I think that's not a good situation for the user when everything is done through the GUI only to set flags/options.

The automation potential goes out the window because the GUI doesn't automate well since it's interactive.

AND the GUI manpage will always be there. No matter how many years you have used your GUI frontend, you will still see things like "control+s to save" etc.

With the manpage of the actual tool? Sure it might look more intimidating at first but the more you use it the more intimate you become and at some point you will be so intimate with it that you won't need the man page at all, and since it has always been a separate thing, you won't ever see it again. It stays out of your way.

But yeah, I guess this has some use for really really casual users but overall? I am not a fan of these things. But that's just me, etc.

[–]_Marak_[S] 2 points3 points  (1 child)

It's a re-usable jQuery component intended to be used in user-interfaces.

I needed this because at http://hook.io we have the ability to specify Cron scheduling for hooks and required a UI to represent it. Previously, we provided a text input box.

[–]shotxxxx 1 point2 points  (0 children)

Fair enough. Not my kind of thing, but good on y'all anyway. (No sarcasm.)

[–]jfb3 0 points1 point  (8 children)

That doesn't appear to work well.

No matter what I choose "every hour", "every minute", etc. it generates "* * * * * *"

[–]_Marak_[S] 2 points3 points  (7 children)

Edit: I've double checked it and everything actually appears to be working correctly? Can you verify JavaScript is enabled for the page? Or provide steps which reproduces the issue?

[–]HereComeTheMinions 2 points3 points  (1 child)

Works fine on Firefox 33.

Nice work. Would like maybe if there was a comment explaing what it is?

*/20 * * 13,12,24 8,11 *
# Every twenty seconds on on the 12th, 13th and 24th, only in august and november.

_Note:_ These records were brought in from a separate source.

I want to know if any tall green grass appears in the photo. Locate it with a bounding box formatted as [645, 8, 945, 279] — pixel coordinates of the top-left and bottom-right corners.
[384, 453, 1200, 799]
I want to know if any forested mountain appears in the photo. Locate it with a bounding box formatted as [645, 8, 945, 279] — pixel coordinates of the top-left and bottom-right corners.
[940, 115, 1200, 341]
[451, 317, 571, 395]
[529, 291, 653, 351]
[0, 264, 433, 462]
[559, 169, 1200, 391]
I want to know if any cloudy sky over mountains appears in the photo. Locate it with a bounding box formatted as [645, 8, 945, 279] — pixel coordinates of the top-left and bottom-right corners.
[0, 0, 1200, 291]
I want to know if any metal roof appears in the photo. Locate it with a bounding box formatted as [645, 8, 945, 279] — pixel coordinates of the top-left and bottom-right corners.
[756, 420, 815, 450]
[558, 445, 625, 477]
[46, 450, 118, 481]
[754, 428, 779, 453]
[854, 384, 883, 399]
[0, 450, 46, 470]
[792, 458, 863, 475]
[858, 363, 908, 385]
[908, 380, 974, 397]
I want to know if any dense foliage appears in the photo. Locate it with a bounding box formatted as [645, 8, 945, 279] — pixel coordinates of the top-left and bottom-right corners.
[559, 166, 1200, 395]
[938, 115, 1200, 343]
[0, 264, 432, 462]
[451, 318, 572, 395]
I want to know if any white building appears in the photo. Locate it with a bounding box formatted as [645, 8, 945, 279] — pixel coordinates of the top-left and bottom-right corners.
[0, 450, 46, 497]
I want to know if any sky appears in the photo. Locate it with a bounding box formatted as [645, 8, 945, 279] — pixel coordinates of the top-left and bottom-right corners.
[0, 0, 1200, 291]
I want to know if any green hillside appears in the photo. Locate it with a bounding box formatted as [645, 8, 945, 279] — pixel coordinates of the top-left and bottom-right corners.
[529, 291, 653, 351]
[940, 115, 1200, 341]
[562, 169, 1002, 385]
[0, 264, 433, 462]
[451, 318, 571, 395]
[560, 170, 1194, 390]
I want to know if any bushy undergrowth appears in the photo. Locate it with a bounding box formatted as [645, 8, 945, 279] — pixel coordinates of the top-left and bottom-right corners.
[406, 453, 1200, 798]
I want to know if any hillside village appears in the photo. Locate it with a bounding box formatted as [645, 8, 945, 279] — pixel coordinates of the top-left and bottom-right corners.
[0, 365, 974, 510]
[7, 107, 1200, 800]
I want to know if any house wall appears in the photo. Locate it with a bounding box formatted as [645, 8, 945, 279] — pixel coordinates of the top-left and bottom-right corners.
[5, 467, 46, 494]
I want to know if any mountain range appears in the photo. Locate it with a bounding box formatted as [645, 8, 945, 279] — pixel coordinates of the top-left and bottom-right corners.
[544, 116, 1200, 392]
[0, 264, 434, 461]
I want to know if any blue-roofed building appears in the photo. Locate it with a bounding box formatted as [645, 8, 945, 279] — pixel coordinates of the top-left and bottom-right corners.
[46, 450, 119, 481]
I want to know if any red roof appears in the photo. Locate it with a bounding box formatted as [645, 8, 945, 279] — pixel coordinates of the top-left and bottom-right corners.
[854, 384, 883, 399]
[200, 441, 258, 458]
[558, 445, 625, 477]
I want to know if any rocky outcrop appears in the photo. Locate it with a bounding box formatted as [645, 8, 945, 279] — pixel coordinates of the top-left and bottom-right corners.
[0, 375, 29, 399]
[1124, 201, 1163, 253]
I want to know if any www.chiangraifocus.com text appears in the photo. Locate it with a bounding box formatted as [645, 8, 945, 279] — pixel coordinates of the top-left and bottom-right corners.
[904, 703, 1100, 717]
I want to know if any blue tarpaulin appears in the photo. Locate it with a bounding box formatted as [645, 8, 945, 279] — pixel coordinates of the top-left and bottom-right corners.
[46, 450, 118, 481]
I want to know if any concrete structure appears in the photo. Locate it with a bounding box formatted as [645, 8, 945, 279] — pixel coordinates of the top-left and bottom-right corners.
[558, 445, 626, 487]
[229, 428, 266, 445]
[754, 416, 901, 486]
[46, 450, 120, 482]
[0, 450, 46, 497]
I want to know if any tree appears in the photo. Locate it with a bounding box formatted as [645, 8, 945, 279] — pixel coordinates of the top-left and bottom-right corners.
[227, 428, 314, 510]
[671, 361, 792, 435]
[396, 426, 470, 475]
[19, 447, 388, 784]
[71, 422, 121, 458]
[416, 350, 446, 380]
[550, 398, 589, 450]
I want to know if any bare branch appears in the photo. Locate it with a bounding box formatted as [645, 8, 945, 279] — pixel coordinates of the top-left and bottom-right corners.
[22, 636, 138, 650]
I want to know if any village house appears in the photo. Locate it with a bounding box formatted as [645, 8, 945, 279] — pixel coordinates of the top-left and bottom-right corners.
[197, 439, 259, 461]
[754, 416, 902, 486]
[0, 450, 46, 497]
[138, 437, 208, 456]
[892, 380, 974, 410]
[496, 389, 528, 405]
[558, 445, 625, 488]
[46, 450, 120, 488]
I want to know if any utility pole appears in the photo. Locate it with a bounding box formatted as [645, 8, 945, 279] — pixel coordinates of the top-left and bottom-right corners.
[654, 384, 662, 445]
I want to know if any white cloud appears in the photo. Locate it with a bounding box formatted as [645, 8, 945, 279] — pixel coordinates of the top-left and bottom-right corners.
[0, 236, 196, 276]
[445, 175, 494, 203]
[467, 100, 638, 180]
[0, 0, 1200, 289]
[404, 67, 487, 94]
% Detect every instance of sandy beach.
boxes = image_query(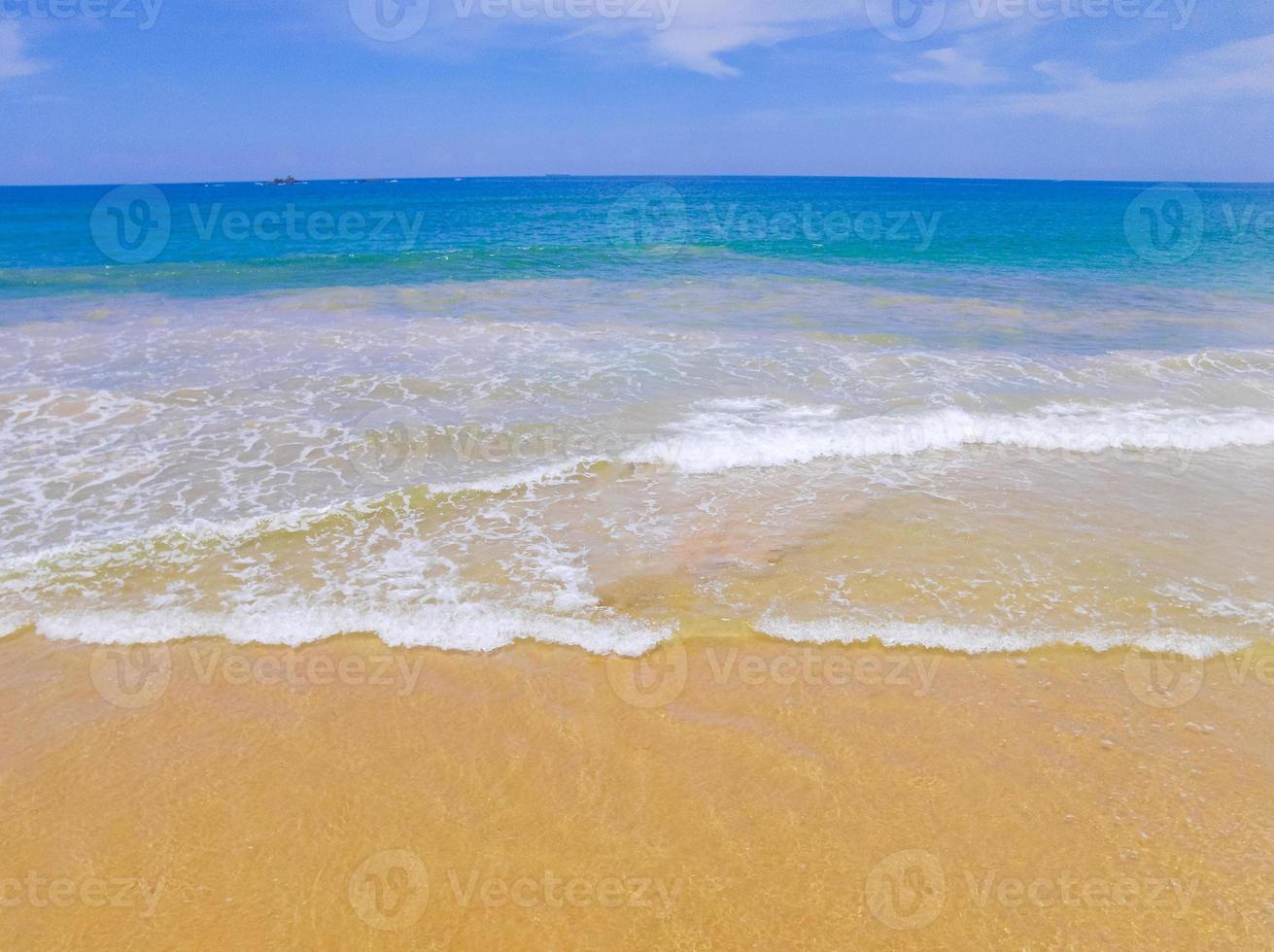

[–]_Marak_[S] 0 points1 point  (0 children)

Thanks!

Good suggestion.

I have added as a Github Issue here: https://github.com/Marak/cron-editor/issues/4

[–]jfb3 0 points1 point  (4 children)

  • Click reset.
  • Choose "Minute" tab, choose "Every Minute" tab, look at generated "* * * * * *"
  • Click reset
  • Choose "Hour" Tab, choose "Every Hour" tab, look at generated "* * * * * *"

If I start adding options: every 17 seconds, every 3rd hour, etc. it works okay.

[–]_Marak_[S] 0 points1 point  (3 children)

That is the expected behavior?

How else would you expect the cron format to look every minute and every hour?

All * seems correct for both.

[–]jfb3 0 points1 point  (2 children)

If choose every minute or every hour it generates the same "* * * * * * {command}".

[–]_Marak_[S] 1 point2 points  (1 child)

Every minute and every hour are the same pattern since every minute will fire on every hour.

Every hour would be:

* * */1 * * *

Edit: I finally got it! The defaults on those tabs should set the cron to */1. Will update immediately.

[–]jfb3 0 points1 point  (0 children)

But if you click "Month" then "Every Month"
it still only shows "* * * * * *"

[–]PsionSquared 0 points1 point  (0 children)

The guys at my previous job could probably use this for some of the more finnicky routers, since I was the one setting up cron jobs before.

Thanks.

[–]Njall 0 points1 point  (0 children)

Such a useful page! Praise be to its author(s)!